Vom Anbau der Baumwolle über das Spinnen, Weben, Färben, Zuschneiden und Nähen sind viele Menschen an der Produktionskette beteiligt. Neben der fairen Bezahlung ist die Verwendung von giftigen Chemikalien ein zweites Problem. Und bei "stonewashed jeans" gibt es bis zu 15 Arbeitsschritte, wobei die Produkte zwischen verschiedenen Ländern hin- und hertransportiert werden. Und damit entweder die Straßen verstopfen oder mit Flugzeugabgasen die Atmosphäre belasten.

Wer sowohl "fair" als auch "ökologisch" einkaufen will, sollte sich an den einschlägigen Labeln für Textilien orientieren. Die wichtigsten dieser Siegel: Das Siegel "Fairtrade-Baumwolle" ("Certfied Cotton") legt den Schwerpunkt auf die Verbesserung der Lebens- und Arbeitsbedingungen in der Baumwollproduktion.
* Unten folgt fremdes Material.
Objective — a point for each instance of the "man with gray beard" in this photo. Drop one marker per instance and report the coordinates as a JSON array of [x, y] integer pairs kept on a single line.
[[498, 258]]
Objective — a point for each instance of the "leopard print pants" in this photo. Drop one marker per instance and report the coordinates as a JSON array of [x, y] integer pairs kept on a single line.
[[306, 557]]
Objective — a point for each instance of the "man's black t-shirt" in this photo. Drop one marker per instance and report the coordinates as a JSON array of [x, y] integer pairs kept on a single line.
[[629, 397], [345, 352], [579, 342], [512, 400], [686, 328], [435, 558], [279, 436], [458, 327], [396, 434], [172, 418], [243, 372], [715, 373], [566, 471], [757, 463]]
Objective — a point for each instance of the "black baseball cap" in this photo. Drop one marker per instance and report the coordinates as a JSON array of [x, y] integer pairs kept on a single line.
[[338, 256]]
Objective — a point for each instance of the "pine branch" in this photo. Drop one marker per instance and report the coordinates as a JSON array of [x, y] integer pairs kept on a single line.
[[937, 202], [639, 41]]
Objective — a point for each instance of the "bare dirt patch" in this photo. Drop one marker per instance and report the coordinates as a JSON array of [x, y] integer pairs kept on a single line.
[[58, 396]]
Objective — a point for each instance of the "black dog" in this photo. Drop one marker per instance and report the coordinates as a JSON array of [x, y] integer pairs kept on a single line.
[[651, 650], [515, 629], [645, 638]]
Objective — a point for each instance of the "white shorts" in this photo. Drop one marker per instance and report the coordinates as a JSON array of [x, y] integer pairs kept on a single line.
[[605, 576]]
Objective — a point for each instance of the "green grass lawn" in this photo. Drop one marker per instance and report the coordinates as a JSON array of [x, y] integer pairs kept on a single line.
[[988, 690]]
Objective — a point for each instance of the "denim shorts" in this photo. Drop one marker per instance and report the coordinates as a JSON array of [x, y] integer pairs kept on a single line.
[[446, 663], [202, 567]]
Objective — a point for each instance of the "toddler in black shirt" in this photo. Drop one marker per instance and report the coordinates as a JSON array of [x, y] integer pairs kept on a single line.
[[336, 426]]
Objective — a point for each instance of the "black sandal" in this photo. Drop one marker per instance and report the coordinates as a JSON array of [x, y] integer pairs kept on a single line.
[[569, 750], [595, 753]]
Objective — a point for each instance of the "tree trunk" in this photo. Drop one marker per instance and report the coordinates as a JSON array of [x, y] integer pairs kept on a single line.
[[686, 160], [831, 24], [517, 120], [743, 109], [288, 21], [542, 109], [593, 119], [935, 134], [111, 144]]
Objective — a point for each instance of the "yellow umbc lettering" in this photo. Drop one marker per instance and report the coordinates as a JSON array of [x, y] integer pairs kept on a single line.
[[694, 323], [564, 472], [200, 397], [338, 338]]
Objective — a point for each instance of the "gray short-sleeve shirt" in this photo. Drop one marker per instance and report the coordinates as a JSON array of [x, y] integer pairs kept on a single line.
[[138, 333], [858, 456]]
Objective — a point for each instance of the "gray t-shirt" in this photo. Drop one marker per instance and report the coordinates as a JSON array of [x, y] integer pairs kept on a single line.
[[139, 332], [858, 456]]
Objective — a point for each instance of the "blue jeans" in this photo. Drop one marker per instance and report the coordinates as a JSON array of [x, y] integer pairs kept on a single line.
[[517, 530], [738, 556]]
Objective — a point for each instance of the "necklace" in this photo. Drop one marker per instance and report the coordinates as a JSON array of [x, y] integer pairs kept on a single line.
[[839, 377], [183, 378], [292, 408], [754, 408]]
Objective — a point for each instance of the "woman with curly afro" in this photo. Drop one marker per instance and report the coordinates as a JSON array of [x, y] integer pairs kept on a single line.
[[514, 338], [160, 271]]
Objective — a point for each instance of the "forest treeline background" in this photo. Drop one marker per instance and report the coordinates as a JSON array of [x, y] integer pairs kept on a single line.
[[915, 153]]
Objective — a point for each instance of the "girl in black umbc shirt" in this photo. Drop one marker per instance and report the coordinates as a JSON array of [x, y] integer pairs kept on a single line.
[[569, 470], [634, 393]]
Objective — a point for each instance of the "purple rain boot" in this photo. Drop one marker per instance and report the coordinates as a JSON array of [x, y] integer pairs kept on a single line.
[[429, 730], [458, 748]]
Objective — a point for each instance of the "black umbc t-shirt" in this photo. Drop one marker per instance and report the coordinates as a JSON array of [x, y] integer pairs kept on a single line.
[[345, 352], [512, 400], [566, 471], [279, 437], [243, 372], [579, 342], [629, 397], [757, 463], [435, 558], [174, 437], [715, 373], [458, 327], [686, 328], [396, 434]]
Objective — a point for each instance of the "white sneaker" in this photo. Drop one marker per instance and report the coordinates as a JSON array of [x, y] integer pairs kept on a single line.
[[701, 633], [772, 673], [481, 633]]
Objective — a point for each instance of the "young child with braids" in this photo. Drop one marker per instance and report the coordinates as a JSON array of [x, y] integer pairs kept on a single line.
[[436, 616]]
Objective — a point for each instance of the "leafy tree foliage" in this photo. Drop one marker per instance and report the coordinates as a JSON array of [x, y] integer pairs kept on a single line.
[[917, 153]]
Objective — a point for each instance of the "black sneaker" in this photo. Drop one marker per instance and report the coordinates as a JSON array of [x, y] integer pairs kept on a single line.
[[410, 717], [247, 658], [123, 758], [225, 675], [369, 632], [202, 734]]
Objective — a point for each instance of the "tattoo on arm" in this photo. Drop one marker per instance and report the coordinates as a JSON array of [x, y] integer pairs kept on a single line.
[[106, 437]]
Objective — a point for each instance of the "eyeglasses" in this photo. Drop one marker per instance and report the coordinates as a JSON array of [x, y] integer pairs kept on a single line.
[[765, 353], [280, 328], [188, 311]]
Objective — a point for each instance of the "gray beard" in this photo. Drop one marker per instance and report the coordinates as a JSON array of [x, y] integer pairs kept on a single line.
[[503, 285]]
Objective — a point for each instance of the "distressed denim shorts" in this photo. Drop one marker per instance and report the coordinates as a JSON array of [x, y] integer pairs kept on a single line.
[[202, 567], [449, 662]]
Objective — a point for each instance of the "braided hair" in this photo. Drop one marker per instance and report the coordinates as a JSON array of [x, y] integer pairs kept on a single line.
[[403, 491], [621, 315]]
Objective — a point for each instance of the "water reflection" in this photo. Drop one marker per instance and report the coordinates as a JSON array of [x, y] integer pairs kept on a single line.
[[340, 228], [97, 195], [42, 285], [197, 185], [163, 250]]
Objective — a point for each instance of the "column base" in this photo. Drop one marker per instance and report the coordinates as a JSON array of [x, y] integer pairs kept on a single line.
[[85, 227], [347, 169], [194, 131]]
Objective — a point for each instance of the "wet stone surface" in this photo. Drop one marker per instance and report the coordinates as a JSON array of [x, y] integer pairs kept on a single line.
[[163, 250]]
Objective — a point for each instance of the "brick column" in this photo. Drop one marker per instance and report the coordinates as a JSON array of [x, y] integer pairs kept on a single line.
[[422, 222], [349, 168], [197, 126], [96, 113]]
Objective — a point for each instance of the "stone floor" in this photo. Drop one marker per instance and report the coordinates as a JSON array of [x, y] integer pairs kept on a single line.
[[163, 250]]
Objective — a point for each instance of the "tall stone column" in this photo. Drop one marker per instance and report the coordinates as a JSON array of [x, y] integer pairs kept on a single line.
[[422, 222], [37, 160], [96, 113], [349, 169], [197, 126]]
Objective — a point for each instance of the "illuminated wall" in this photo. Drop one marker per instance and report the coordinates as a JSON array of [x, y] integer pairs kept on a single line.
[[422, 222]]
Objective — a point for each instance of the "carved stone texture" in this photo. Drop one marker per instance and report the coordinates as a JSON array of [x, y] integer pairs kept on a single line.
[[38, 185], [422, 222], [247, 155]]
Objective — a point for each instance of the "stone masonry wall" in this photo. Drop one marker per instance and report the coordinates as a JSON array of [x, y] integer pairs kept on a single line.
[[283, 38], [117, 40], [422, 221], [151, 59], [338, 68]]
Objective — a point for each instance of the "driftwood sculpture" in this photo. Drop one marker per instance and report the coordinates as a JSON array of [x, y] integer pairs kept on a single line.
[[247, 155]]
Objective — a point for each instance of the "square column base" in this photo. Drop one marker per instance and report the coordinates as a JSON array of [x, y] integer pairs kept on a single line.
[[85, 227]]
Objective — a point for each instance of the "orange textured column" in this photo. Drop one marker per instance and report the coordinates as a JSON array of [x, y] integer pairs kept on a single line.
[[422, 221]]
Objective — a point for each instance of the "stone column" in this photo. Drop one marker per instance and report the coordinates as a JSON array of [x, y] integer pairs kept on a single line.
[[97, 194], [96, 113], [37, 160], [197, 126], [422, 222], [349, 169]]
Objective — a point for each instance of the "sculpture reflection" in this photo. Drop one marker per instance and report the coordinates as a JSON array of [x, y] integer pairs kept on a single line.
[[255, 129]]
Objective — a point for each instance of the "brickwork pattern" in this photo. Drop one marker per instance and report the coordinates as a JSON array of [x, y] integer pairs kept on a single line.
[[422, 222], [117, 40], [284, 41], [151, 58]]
Das Label der "Fair Wear Foundation" (FWF) zeigt, dass es faire Bedingungen in den Nähfabriken bis hin zu den Subunternehmern und Lieferanten gibt. Ökologische Aspekte stehen dagegen bei den Siegeln GOTS (Global Organic Standard) und BEST (Verband der Naturtextilwirtschaft) im Vordergrund. Textilien mit diesen Labeln sind zu empfehlen.

Neben diesen genannten vier Siegeln gibt es viele andere, die der Käufer mit Misstrauen näher anschauen muss. Sie haben meistens einen sehr geringen Qualitätsanspruch (und stattdessen einen vielversprechenden Namen). Ihre Vergabe wird meist nicht von unabhängigen Stellen kontrolliert. Sie wurden zum größten Teil von den Firmen selber erfunden, weil diese merken, dass die Verbraucher zunehmend sozial und ökologisch bewusst einkaufen. So etwas bezeichnet man dann mit dem Begriff "Greenwashing".

Wer über nützliche und weniger nützliche Labels Näheres wissen möchte, kann sich im Internet bei www.fairwear.org orientieren.

Jedenfalls ist es sinnvoll, sich fair zu kleiden (damit die Bauern und Arbeiterinnen einen fairen Lohn bekommen) und ebenso die ökologischen Aspekte zu berücksichtigen (für die eigene Gesundheit und für die der Textilarbeiterinnen).